I spend a large proportion of my time thinking about pretty advanced library-type systems, and how we can always go one step farther in providing better access to our materials for our users. But every once in a while I hear someone talking or experience something that makes me step back and think about the basics, why we do this in the first place.
I've been an avid reader from a very young age. My biggest relief in finishing graduate school was that I could read books for fun again, without feeling like I should be reading something else (OK, well I still do this a bit because I'm always behind on my professional reading, but you get the idea…). The recent release of the film version of C.S. Lewis' The Lion, the Witch, and the Wardrobe pushed me to re-read the Chronicles of Narnia series.

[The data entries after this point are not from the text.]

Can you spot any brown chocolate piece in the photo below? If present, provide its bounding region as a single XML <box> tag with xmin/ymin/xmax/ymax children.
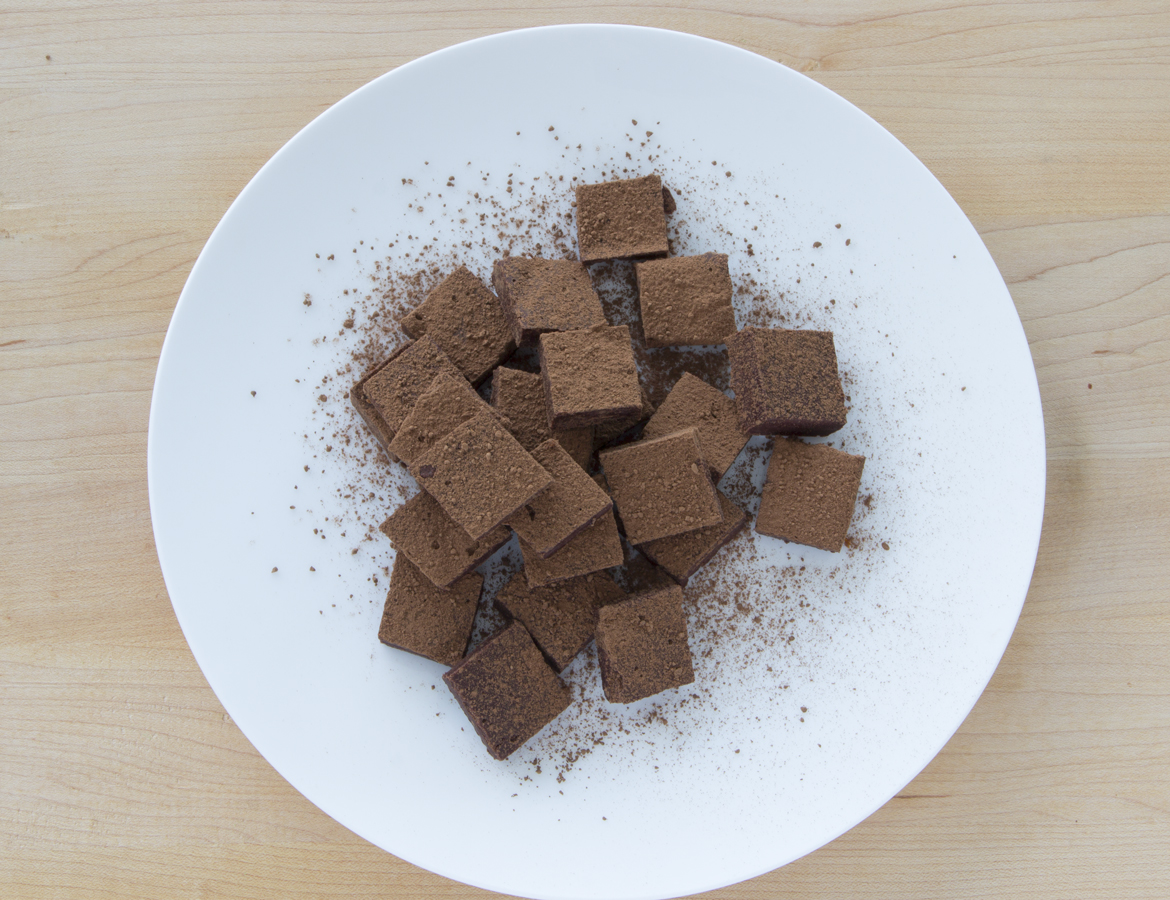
<box><xmin>642</xmin><ymin>372</ymin><xmax>749</xmax><ymax>481</ymax></box>
<box><xmin>593</xmin><ymin>384</ymin><xmax>654</xmax><ymax>449</ymax></box>
<box><xmin>601</xmin><ymin>428</ymin><xmax>723</xmax><ymax>545</ymax></box>
<box><xmin>390</xmin><ymin>373</ymin><xmax>495</xmax><ymax>466</ymax></box>
<box><xmin>350</xmin><ymin>337</ymin><xmax>460</xmax><ymax>453</ymax></box>
<box><xmin>554</xmin><ymin>426</ymin><xmax>593</xmax><ymax>472</ymax></box>
<box><xmin>541</xmin><ymin>325</ymin><xmax>642</xmax><ymax>428</ymax></box>
<box><xmin>442</xmin><ymin>623</ymin><xmax>570</xmax><ymax>760</ymax></box>
<box><xmin>756</xmin><ymin>438</ymin><xmax>866</xmax><ymax>554</ymax></box>
<box><xmin>495</xmin><ymin>572</ymin><xmax>625</xmax><ymax>672</ymax></box>
<box><xmin>634</xmin><ymin>253</ymin><xmax>735</xmax><ymax>346</ymax></box>
<box><xmin>491</xmin><ymin>256</ymin><xmax>605</xmax><ymax>346</ymax></box>
<box><xmin>577</xmin><ymin>176</ymin><xmax>669</xmax><ymax>262</ymax></box>
<box><xmin>638</xmin><ymin>490</ymin><xmax>748</xmax><ymax>588</ymax></box>
<box><xmin>411</xmin><ymin>411</ymin><xmax>552</xmax><ymax>541</ymax></box>
<box><xmin>398</xmin><ymin>266</ymin><xmax>516</xmax><ymax>384</ymax></box>
<box><xmin>519</xmin><ymin>509</ymin><xmax>622</xmax><ymax>588</ymax></box>
<box><xmin>613</xmin><ymin>538</ymin><xmax>673</xmax><ymax>593</ymax></box>
<box><xmin>727</xmin><ymin>328</ymin><xmax>845</xmax><ymax>435</ymax></box>
<box><xmin>504</xmin><ymin>440</ymin><xmax>613</xmax><ymax>557</ymax></box>
<box><xmin>379</xmin><ymin>490</ymin><xmax>511</xmax><ymax>588</ymax></box>
<box><xmin>597</xmin><ymin>585</ymin><xmax>695</xmax><ymax>703</ymax></box>
<box><xmin>491</xmin><ymin>366</ymin><xmax>593</xmax><ymax>468</ymax></box>
<box><xmin>378</xmin><ymin>554</ymin><xmax>483</xmax><ymax>666</ymax></box>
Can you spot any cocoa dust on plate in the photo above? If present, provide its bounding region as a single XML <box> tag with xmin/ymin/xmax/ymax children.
<box><xmin>295</xmin><ymin>129</ymin><xmax>896</xmax><ymax>784</ymax></box>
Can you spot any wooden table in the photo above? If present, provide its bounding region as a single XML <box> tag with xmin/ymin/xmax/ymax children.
<box><xmin>0</xmin><ymin>0</ymin><xmax>1170</xmax><ymax>900</ymax></box>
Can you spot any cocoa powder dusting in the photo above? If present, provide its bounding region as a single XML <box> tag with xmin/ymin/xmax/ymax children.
<box><xmin>297</xmin><ymin>133</ymin><xmax>889</xmax><ymax>793</ymax></box>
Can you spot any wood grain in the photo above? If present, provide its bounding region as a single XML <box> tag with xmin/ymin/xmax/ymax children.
<box><xmin>0</xmin><ymin>0</ymin><xmax>1170</xmax><ymax>900</ymax></box>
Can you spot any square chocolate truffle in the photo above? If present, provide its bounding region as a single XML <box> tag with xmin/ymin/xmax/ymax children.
<box><xmin>442</xmin><ymin>623</ymin><xmax>570</xmax><ymax>760</ymax></box>
<box><xmin>593</xmin><ymin>386</ymin><xmax>654</xmax><ymax>449</ymax></box>
<box><xmin>638</xmin><ymin>490</ymin><xmax>748</xmax><ymax>588</ymax></box>
<box><xmin>504</xmin><ymin>440</ymin><xmax>613</xmax><ymax>557</ymax></box>
<box><xmin>491</xmin><ymin>256</ymin><xmax>605</xmax><ymax>346</ymax></box>
<box><xmin>378</xmin><ymin>490</ymin><xmax>511</xmax><ymax>588</ymax></box>
<box><xmin>411</xmin><ymin>412</ymin><xmax>552</xmax><ymax>541</ymax></box>
<box><xmin>495</xmin><ymin>572</ymin><xmax>625</xmax><ymax>672</ymax></box>
<box><xmin>519</xmin><ymin>509</ymin><xmax>622</xmax><ymax>588</ymax></box>
<box><xmin>390</xmin><ymin>373</ymin><xmax>495</xmax><ymax>466</ymax></box>
<box><xmin>597</xmin><ymin>585</ymin><xmax>695</xmax><ymax>703</ymax></box>
<box><xmin>634</xmin><ymin>253</ymin><xmax>735</xmax><ymax>346</ymax></box>
<box><xmin>601</xmin><ymin>428</ymin><xmax>723</xmax><ymax>545</ymax></box>
<box><xmin>642</xmin><ymin>372</ymin><xmax>750</xmax><ymax>481</ymax></box>
<box><xmin>491</xmin><ymin>366</ymin><xmax>593</xmax><ymax>469</ymax></box>
<box><xmin>756</xmin><ymin>438</ymin><xmax>866</xmax><ymax>554</ymax></box>
<box><xmin>350</xmin><ymin>337</ymin><xmax>461</xmax><ymax>453</ymax></box>
<box><xmin>378</xmin><ymin>554</ymin><xmax>483</xmax><ymax>666</ymax></box>
<box><xmin>541</xmin><ymin>325</ymin><xmax>642</xmax><ymax>428</ymax></box>
<box><xmin>577</xmin><ymin>176</ymin><xmax>670</xmax><ymax>262</ymax></box>
<box><xmin>727</xmin><ymin>328</ymin><xmax>845</xmax><ymax>435</ymax></box>
<box><xmin>613</xmin><ymin>538</ymin><xmax>674</xmax><ymax>593</ymax></box>
<box><xmin>398</xmin><ymin>266</ymin><xmax>517</xmax><ymax>384</ymax></box>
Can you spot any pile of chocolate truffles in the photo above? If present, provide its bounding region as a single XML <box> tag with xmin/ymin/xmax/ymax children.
<box><xmin>350</xmin><ymin>176</ymin><xmax>865</xmax><ymax>760</ymax></box>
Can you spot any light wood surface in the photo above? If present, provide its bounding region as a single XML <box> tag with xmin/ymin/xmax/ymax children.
<box><xmin>0</xmin><ymin>0</ymin><xmax>1170</xmax><ymax>900</ymax></box>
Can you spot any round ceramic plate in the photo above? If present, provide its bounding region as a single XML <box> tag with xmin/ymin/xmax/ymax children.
<box><xmin>149</xmin><ymin>26</ymin><xmax>1045</xmax><ymax>898</ymax></box>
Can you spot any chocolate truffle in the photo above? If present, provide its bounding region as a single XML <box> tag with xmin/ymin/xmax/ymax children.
<box><xmin>597</xmin><ymin>585</ymin><xmax>695</xmax><ymax>703</ymax></box>
<box><xmin>442</xmin><ymin>623</ymin><xmax>569</xmax><ymax>760</ymax></box>
<box><xmin>519</xmin><ymin>509</ymin><xmax>622</xmax><ymax>588</ymax></box>
<box><xmin>593</xmin><ymin>385</ymin><xmax>654</xmax><ymax>449</ymax></box>
<box><xmin>390</xmin><ymin>375</ymin><xmax>495</xmax><ymax>466</ymax></box>
<box><xmin>411</xmin><ymin>411</ymin><xmax>552</xmax><ymax>541</ymax></box>
<box><xmin>378</xmin><ymin>490</ymin><xmax>511</xmax><ymax>588</ymax></box>
<box><xmin>642</xmin><ymin>372</ymin><xmax>749</xmax><ymax>481</ymax></box>
<box><xmin>577</xmin><ymin>176</ymin><xmax>670</xmax><ymax>262</ymax></box>
<box><xmin>541</xmin><ymin>325</ymin><xmax>642</xmax><ymax>428</ymax></box>
<box><xmin>398</xmin><ymin>266</ymin><xmax>517</xmax><ymax>384</ymax></box>
<box><xmin>491</xmin><ymin>256</ymin><xmax>605</xmax><ymax>346</ymax></box>
<box><xmin>495</xmin><ymin>572</ymin><xmax>625</xmax><ymax>672</ymax></box>
<box><xmin>727</xmin><ymin>328</ymin><xmax>845</xmax><ymax>435</ymax></box>
<box><xmin>756</xmin><ymin>438</ymin><xmax>866</xmax><ymax>554</ymax></box>
<box><xmin>491</xmin><ymin>366</ymin><xmax>593</xmax><ymax>468</ymax></box>
<box><xmin>504</xmin><ymin>440</ymin><xmax>613</xmax><ymax>557</ymax></box>
<box><xmin>613</xmin><ymin>538</ymin><xmax>674</xmax><ymax>593</ymax></box>
<box><xmin>601</xmin><ymin>428</ymin><xmax>723</xmax><ymax>545</ymax></box>
<box><xmin>638</xmin><ymin>490</ymin><xmax>748</xmax><ymax>588</ymax></box>
<box><xmin>350</xmin><ymin>337</ymin><xmax>462</xmax><ymax>453</ymax></box>
<box><xmin>378</xmin><ymin>554</ymin><xmax>483</xmax><ymax>666</ymax></box>
<box><xmin>634</xmin><ymin>253</ymin><xmax>735</xmax><ymax>346</ymax></box>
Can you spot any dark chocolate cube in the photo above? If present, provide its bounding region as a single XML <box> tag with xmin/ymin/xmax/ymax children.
<box><xmin>541</xmin><ymin>325</ymin><xmax>642</xmax><ymax>428</ymax></box>
<box><xmin>491</xmin><ymin>256</ymin><xmax>605</xmax><ymax>346</ymax></box>
<box><xmin>642</xmin><ymin>372</ymin><xmax>749</xmax><ymax>481</ymax></box>
<box><xmin>727</xmin><ymin>328</ymin><xmax>845</xmax><ymax>435</ymax></box>
<box><xmin>379</xmin><ymin>490</ymin><xmax>511</xmax><ymax>588</ymax></box>
<box><xmin>390</xmin><ymin>375</ymin><xmax>495</xmax><ymax>466</ymax></box>
<box><xmin>634</xmin><ymin>253</ymin><xmax>735</xmax><ymax>346</ymax></box>
<box><xmin>504</xmin><ymin>440</ymin><xmax>613</xmax><ymax>558</ymax></box>
<box><xmin>601</xmin><ymin>428</ymin><xmax>723</xmax><ymax>545</ymax></box>
<box><xmin>597</xmin><ymin>585</ymin><xmax>695</xmax><ymax>703</ymax></box>
<box><xmin>378</xmin><ymin>554</ymin><xmax>483</xmax><ymax>666</ymax></box>
<box><xmin>519</xmin><ymin>509</ymin><xmax>622</xmax><ymax>588</ymax></box>
<box><xmin>350</xmin><ymin>337</ymin><xmax>461</xmax><ymax>458</ymax></box>
<box><xmin>495</xmin><ymin>572</ymin><xmax>625</xmax><ymax>672</ymax></box>
<box><xmin>638</xmin><ymin>490</ymin><xmax>748</xmax><ymax>588</ymax></box>
<box><xmin>442</xmin><ymin>623</ymin><xmax>570</xmax><ymax>760</ymax></box>
<box><xmin>398</xmin><ymin>266</ymin><xmax>516</xmax><ymax>384</ymax></box>
<box><xmin>411</xmin><ymin>412</ymin><xmax>552</xmax><ymax>541</ymax></box>
<box><xmin>756</xmin><ymin>438</ymin><xmax>866</xmax><ymax>554</ymax></box>
<box><xmin>577</xmin><ymin>176</ymin><xmax>670</xmax><ymax>262</ymax></box>
<box><xmin>491</xmin><ymin>366</ymin><xmax>593</xmax><ymax>468</ymax></box>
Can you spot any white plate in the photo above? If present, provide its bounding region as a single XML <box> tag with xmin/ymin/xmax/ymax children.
<box><xmin>149</xmin><ymin>26</ymin><xmax>1045</xmax><ymax>898</ymax></box>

I haven't read these books since I was something like 10 or 12 years old. Reading The Lion, the Witch, and the Wardrobe again was nothing short of a magical experience for me. I'd long forgotten the details of the story or even perhaps the major themes. But every page I turned while reading brought back a flood of memories and an overwhelming nostalgia. I did know what was coming next once I dove in. I did remember meanings behind the actions as I came close to them in the story. I completely lost myself in the book and read it through in two short sittings.
What fun it was to simply sit back and enjoy a book for its own sake. Information of any sort can be this enlightening to the right user. I'm going to remember that.